Tokyo (ANTARA) - Presiden Amerika Serikat Donald Trump mengatakan ia melakukan “pembicaraan hebat” dengan Perdana Menteri Jepang Sanae Takaichi, Senin malam, dan menilai Jepang serta China “baik-baik saja,” di tengah meningkatnya ketegangan diplomatik kedua negara Asia itu.
Trump menyampaikan komentar publik pertamanya mengenai percakapan telepon tersebut saat berbicara kepada wartawan di Air Force One dalam perjalanan menuju Florida untuk libur Thanksgiving pada Selasa.
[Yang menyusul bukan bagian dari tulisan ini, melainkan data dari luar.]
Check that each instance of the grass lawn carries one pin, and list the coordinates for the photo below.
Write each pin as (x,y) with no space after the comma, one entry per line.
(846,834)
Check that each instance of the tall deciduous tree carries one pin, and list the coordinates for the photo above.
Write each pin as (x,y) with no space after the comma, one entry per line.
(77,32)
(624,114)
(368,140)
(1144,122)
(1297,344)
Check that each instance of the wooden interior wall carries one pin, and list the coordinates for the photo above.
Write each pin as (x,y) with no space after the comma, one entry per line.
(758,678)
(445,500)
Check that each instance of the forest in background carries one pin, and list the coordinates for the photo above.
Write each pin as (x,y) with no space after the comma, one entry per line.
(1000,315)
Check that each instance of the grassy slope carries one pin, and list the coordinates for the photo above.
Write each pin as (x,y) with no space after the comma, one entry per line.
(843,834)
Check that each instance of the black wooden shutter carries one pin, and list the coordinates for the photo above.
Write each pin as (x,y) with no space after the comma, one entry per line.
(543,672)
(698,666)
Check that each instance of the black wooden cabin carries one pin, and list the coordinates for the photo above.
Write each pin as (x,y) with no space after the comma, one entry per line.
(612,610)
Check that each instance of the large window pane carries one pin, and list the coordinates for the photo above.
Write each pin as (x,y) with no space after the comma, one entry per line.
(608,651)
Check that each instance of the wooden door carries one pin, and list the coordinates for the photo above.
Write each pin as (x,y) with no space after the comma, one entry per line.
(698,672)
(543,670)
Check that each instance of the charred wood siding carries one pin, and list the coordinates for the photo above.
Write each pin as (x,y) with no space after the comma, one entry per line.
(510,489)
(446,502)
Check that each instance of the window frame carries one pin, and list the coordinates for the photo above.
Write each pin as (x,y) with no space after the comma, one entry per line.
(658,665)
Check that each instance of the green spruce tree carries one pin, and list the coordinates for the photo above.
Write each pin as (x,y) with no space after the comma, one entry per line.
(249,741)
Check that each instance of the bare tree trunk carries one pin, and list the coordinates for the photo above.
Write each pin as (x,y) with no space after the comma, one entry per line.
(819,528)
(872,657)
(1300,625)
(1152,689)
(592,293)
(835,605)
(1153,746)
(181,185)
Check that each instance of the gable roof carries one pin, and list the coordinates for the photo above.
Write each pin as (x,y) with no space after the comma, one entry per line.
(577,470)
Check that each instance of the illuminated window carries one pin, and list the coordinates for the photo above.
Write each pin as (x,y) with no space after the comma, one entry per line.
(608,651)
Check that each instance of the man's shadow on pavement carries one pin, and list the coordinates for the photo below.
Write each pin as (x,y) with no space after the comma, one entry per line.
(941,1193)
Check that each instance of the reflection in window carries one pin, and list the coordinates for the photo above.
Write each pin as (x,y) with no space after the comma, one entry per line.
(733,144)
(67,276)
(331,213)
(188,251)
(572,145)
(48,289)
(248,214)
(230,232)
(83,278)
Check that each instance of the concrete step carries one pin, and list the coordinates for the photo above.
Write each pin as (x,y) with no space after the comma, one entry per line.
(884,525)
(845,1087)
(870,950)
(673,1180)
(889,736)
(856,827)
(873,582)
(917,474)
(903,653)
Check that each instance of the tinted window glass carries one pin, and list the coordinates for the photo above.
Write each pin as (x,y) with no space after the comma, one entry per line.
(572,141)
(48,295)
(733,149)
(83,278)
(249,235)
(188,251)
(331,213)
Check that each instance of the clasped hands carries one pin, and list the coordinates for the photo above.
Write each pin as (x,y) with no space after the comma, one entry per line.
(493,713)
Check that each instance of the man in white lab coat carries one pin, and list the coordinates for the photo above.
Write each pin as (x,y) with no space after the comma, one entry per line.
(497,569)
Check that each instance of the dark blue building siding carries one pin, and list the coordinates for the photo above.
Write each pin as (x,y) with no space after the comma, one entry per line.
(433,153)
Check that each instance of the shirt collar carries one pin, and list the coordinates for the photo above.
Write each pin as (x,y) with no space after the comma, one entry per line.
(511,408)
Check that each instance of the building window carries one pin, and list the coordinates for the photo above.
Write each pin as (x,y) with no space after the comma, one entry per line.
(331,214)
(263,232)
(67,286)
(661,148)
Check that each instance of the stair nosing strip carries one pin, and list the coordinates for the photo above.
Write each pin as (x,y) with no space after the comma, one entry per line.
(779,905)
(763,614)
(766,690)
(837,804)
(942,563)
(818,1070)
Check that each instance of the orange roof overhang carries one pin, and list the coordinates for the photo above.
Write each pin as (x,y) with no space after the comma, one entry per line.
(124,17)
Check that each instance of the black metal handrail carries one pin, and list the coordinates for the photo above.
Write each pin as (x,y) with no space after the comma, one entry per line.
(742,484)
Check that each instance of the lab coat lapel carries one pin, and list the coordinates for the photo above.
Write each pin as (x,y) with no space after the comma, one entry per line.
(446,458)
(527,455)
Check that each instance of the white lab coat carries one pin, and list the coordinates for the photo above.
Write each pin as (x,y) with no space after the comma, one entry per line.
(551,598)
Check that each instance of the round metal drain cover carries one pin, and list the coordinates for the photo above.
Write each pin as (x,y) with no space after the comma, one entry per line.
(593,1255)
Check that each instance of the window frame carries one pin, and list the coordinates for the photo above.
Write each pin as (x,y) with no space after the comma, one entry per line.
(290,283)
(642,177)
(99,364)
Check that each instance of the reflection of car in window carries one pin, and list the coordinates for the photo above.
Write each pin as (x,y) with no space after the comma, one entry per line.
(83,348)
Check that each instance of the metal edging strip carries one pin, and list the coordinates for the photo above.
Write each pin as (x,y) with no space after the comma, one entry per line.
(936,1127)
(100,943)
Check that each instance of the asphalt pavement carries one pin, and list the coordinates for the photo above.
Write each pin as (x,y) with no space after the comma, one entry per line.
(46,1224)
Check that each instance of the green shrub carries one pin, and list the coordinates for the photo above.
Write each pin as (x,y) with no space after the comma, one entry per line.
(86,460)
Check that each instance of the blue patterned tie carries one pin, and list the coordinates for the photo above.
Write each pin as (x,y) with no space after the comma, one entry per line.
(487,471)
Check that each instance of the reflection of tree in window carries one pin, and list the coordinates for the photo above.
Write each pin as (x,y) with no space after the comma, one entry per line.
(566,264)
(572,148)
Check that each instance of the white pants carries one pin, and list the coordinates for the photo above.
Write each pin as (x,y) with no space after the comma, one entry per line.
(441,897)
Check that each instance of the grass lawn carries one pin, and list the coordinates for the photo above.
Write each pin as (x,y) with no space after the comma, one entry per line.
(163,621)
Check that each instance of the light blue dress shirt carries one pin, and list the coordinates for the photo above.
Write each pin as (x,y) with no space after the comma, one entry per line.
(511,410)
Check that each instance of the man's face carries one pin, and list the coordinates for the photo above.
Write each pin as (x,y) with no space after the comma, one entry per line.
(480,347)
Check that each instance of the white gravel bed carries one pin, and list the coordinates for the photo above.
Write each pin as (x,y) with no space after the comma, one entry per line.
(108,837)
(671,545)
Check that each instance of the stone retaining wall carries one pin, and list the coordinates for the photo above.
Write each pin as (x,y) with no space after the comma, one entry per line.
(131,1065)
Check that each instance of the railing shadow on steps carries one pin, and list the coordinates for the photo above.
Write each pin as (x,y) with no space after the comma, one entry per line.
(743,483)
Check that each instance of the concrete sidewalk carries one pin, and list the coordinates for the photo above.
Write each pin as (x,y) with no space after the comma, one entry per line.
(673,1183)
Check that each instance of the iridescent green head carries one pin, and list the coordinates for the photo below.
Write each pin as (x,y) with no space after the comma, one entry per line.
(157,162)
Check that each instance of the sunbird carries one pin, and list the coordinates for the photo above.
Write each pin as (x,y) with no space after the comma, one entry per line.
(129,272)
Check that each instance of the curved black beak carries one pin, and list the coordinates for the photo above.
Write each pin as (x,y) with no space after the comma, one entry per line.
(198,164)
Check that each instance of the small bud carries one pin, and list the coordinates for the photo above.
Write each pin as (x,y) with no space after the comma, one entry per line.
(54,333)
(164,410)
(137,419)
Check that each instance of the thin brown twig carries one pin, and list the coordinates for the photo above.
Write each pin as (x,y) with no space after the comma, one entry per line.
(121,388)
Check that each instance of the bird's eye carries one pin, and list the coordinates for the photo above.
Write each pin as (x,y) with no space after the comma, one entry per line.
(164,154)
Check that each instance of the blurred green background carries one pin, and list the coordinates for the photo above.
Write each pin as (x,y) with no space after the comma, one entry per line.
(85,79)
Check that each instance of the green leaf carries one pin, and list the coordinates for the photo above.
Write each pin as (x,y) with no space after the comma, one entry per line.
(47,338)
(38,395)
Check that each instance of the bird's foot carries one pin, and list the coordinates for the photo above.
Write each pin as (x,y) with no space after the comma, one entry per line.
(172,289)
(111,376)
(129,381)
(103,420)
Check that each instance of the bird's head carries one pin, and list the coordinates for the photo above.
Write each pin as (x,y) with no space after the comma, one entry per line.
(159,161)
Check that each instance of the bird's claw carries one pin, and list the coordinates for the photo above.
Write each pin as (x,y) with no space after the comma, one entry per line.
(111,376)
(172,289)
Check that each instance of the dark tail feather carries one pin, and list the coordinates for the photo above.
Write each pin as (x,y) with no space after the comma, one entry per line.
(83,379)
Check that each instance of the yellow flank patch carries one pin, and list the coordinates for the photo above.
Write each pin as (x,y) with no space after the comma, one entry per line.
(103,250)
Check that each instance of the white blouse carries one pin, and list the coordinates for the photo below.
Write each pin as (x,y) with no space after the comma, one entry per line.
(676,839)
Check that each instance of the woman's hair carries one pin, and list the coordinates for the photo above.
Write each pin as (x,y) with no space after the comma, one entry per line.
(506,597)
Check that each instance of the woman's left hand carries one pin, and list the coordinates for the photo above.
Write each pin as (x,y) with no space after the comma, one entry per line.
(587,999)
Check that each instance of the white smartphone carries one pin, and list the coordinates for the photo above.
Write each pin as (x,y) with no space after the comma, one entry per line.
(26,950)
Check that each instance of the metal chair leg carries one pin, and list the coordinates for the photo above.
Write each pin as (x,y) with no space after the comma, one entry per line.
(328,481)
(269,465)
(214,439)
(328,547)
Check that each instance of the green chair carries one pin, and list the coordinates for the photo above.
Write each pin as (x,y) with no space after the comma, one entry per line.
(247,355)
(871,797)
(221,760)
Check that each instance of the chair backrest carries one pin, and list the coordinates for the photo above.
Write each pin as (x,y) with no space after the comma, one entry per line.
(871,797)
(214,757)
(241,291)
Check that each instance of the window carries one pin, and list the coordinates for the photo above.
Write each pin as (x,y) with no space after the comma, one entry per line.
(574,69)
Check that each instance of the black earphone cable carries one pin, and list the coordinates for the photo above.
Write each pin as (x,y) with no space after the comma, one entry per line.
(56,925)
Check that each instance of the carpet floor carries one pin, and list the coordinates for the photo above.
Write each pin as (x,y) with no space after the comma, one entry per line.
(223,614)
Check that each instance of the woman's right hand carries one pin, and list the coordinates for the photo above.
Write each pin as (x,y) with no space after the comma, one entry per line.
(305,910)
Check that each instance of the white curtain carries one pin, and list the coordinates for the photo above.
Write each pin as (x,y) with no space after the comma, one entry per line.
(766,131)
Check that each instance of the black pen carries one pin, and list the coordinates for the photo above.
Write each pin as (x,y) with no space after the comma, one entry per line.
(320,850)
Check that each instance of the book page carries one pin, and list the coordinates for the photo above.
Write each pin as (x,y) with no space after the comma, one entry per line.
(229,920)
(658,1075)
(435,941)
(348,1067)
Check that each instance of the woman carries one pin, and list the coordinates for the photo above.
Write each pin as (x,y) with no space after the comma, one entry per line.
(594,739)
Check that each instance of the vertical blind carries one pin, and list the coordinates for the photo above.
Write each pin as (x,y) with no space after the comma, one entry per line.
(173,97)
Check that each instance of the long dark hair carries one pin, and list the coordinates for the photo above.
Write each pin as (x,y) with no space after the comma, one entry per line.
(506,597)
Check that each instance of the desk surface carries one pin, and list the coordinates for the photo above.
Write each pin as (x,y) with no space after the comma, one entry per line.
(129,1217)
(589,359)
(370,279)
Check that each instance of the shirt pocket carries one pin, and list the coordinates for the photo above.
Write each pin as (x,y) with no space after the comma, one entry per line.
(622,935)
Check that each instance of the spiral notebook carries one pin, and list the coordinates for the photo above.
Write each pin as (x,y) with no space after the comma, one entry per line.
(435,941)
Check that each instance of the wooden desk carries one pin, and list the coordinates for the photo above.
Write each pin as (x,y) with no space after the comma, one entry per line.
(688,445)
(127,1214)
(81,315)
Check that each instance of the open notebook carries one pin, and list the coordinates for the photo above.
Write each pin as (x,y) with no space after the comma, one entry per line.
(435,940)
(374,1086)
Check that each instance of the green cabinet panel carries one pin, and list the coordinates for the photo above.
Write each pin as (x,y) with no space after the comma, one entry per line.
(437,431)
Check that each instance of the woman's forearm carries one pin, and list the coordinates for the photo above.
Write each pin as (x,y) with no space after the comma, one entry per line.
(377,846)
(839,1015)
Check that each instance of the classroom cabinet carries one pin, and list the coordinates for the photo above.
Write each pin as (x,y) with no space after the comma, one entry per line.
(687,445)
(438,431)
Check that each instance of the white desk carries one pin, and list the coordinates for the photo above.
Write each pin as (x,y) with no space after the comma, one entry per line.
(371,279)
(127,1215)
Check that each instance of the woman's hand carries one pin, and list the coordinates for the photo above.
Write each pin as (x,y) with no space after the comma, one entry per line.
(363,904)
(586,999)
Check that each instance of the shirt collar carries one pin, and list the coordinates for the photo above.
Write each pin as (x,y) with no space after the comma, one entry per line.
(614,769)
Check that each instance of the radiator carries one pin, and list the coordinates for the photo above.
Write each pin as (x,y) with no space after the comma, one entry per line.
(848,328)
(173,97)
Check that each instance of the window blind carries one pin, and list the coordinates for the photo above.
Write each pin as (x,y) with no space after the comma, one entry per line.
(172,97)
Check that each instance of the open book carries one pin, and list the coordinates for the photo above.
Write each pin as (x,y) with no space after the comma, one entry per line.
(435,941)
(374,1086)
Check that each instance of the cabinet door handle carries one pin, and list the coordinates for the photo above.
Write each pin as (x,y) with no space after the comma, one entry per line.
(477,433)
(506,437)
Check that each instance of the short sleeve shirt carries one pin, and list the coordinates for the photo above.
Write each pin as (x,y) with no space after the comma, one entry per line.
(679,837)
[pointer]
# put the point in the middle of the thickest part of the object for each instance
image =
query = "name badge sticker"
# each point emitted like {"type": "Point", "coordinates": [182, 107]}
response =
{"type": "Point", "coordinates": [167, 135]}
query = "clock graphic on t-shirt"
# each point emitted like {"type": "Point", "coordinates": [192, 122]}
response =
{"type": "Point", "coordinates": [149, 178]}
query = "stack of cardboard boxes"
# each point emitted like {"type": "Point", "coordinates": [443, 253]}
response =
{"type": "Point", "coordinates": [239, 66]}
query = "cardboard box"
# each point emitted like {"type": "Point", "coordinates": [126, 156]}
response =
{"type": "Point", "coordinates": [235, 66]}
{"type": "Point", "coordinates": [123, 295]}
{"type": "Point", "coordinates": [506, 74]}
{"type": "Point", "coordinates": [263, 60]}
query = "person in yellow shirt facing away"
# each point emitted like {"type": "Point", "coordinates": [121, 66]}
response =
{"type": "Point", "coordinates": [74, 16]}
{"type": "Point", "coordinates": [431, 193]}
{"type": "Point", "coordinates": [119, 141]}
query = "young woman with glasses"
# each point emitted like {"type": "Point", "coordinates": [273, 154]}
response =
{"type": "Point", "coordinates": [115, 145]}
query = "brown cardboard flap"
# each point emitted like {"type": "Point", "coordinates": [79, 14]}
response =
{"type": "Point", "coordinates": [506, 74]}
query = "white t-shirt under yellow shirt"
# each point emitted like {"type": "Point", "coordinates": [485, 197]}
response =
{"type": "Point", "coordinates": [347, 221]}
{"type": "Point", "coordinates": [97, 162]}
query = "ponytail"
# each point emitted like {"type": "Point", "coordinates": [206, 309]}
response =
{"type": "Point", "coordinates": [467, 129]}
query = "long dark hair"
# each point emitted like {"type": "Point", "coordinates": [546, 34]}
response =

Percakapan itu berlangsung setelah panggilan teleponnya dengan Presiden China Xi Jinping, di tengah naiknya tensi Tokyo–Beijing terkait Taiwan.
“Saya juga berbicara sangat baik dengan Presiden Xi dari China, dan saya pikir kawasan itu baik-baik saja,” kata Trump tanpa memberi rincian.
Takaichi mengatakan kepada wartawan di Tokyo bahwa Trump telah memberikan pengarahan mengenai pembicaraannya dengan Xi, namun ia tidak menjelaskan lebih lanjut.
Menurut pemerintah China, Xi mengatakan kepada Trump bahwa kembalinya Taiwan ke China adalah bagian integral dari tatanan internasional pascaperang.
Beijing menyebut Trump menegaskan pemahaman AS mengenai pentingnya isu tersebut bagi China.
Percakapan telepon Trump dengan Xi dan Takaichi terjadi ketika China memperkeras sikap terhadap Takaichi setelah pernyataannya pada 7 November yang menyebut serangan terhadap Taiwan dapat menjadi ancaman eksistensial bagi Jepang dan dapat memicu respons Pasukan Bela Diri Jepang.